You may have the same problem I do--convergence insufficiency as well as fixation disparity:
http://www.convergenceinsufficiency.org/
Basically, one eye is particularly dominant and both eyes have a tendency to drift, making tracking properly next to impossible. I often have to cover one eye in movie theaters so I can watch without double vision. My tested vision is 20/15 but I still have to wear glasses for reading and close work because I need a prism in my lens to help refract light on one side and trick my brain into thinking my eyes are working as a team instead of a couple of rogue individualists.
My ophthalmologist told me I will never, ever be able to see "hidden pictures" so I should quit trying. I also find that when I use a microscope, I CANNOT, no matter how well the eye pieces are adjusted, resolve the image from both eye pieces into one image. I have to close one eye and just use monocular vision. I tend to get sick to my stomach even doing this and so I avoid the microscope most of the time.
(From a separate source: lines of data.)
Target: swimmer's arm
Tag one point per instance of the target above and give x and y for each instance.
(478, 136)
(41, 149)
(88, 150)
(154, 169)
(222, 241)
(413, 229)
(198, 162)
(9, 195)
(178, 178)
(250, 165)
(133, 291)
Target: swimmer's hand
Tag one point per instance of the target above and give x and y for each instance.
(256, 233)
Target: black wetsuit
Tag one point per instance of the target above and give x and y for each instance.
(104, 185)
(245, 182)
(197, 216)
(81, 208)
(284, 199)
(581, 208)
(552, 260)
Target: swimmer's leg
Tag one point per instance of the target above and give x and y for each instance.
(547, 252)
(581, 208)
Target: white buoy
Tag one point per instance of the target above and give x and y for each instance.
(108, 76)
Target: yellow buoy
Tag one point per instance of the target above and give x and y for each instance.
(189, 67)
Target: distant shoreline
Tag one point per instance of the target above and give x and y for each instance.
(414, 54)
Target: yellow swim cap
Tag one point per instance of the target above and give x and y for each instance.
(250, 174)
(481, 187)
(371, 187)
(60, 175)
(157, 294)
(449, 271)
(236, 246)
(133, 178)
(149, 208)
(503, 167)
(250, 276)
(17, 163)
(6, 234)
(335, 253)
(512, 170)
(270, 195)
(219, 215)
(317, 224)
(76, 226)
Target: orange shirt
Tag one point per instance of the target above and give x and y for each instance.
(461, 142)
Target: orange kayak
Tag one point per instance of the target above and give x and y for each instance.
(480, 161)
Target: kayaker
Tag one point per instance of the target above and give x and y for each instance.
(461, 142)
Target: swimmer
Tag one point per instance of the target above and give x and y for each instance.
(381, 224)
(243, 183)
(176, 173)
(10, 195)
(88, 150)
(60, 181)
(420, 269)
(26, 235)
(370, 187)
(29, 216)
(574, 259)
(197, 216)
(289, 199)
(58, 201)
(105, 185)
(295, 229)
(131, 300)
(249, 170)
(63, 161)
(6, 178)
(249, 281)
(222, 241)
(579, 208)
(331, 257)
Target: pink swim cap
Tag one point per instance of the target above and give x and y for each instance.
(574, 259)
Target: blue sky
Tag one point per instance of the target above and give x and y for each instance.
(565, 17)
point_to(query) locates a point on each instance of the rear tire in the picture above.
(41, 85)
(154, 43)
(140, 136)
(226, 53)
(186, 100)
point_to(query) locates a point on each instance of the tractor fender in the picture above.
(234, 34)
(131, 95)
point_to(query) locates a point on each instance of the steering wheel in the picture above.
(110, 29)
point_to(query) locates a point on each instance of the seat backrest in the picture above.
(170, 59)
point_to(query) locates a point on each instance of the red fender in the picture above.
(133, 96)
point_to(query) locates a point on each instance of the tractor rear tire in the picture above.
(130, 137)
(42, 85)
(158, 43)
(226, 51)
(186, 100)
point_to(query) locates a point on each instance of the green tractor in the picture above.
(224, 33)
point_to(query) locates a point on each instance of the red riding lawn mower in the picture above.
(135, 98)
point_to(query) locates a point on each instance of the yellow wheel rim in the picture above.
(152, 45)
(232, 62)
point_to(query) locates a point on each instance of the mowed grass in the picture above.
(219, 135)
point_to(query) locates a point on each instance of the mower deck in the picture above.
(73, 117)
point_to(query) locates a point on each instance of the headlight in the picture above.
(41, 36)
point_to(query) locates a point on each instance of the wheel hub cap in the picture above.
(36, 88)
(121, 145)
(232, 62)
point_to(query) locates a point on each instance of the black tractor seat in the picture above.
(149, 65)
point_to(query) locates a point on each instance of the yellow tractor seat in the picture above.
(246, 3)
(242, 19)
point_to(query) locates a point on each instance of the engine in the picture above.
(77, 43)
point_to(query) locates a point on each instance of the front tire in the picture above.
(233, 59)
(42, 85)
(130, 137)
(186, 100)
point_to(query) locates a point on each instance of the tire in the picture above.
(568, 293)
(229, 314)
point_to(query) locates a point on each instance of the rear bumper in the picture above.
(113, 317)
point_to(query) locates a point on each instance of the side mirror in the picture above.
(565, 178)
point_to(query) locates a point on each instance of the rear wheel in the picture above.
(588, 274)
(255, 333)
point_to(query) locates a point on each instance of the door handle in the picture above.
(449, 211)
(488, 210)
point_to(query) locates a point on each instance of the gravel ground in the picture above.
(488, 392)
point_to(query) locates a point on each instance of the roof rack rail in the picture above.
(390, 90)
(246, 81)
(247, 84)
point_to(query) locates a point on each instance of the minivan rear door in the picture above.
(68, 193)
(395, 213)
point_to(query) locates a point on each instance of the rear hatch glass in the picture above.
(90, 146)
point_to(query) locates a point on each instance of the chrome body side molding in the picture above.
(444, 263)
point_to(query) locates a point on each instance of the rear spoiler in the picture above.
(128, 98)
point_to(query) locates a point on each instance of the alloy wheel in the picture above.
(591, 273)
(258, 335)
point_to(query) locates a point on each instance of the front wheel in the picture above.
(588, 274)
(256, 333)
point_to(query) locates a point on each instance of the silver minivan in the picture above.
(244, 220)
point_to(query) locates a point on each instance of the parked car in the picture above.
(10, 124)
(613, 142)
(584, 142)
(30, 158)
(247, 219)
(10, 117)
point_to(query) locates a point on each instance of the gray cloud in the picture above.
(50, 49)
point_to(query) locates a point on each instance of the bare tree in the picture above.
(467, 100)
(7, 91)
I am lucky in that UTK used the Virtual Microscope, so our images are on a computer screen. The only way this will affect my career as a veterinarian is it limits me from becoming a clinical pathologist. But I am almost half way through 3rd year, and other than feeling sick and getting a headache in parasitology when I have to use a real microscope, I have not been bothered by it.
You need to ask your eye doctor to test you specifically for a convergence deficiency or tracking problem, because it is not part of a standard eye exam.